I am currently looking for collaborators. I am also looking for a grant or a position that would allow me to focus entirely on ATA for an extended period of time. Please don’t hesitate to get in touch if you are curious and would like to have a chat, or if you have any feedback, comments, or questions. You can for example PM me here, or PM me on the EA Forum, or email me at thomascederborgsemail@gmail.com (that really is my email address. It’s a Gavagai / Word and Object joke from my grad student days)
My background is physics as an undergrad and then AI research. Links to some papers: P1 P2 P3 P4 P5 P6 P7 P8. (no connection to any form of deep learning)
If I understand your comment correctly, then I think that the claim about preference variation made in the second sentence is wrong. Specifically, I think that a significant fraction of people do have strong preferences, such that fulfilling those preferences would be very bad for a significant fraction of people. Some people would for example strongly prefer that earths ecosystems be destroyed (as a way of preventing animal suffering).
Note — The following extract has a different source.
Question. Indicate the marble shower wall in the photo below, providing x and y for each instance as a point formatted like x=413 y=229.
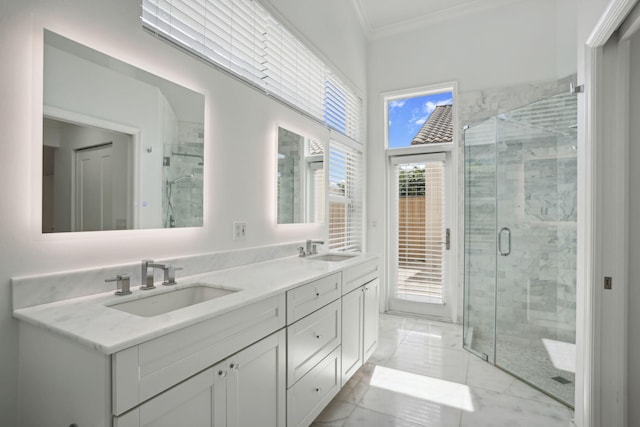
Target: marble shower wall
x=536 y=198
x=186 y=194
Others would strongly prefer to protect earths ecosystems. The partitioning idea that you mention would be irrelevant to this value difference. There also exists no level of resources that would make this disagreement go away. (This seems to me to be in contradiction with the claim that is introduced in the second sentence of your comment).
I don’t think that this is an unusual type of value difference. I think that there exists a wide range of value differences such that (i): fulfilling a strong preference of a significant fraction of people leads to a very bad outcome for another significant fraction of people, (ii): partitioning is irrelevant, and (iii): no amount of resources would help.
Let’s for example examine the primary value difference discussed in the Archipelago text that you link to in your earlier comment. Specifically the issue of what religion future generations will grow up in. And what religious taboos future generations will be allowed to violate. Consider a very strict religious community that view apostasy as a really bad thing. They want to have children, and they reject non-natural ways of creating or raising children. One possibility is an outcome where children are indoctrinated to ensure that essentially all children born in this community will be forced to adapt to their very strict rules (which is what would happen if the communities of a partitioned world have autonomy). This would be very bad for everyone who cares about the well-being of those children that would suffer under such an arrangement. To prevent such harm, one would have to interfere in a way that would be very bad for most members of this community (for example by banning them from having children. Or by forcing most members of this community to live with the constant fear of loosing a child to apostasy (in the Archipelago world described in your link, this would for example happen because of the mandatory UniGov lectures that all children must attend)).
We can also consider a currently discussed, near-term, and pragmatic, ethics question: what types of experiences are acceptable for what types of artificial minds? I see no reason to think that people will agree on which features of an artificial mind, implies that this mind must be treated well (or agree on what it means for different types of artificial minds to be treated well). This is partly an empirical issue, so some disagreements might be dissolved by better understanding. But it also has a value component. And there will presumably be a wide range of positions on the value component. Partitioning is again completely irrelevant to these value differences. (And additional resources actually makes the problem worse, not better).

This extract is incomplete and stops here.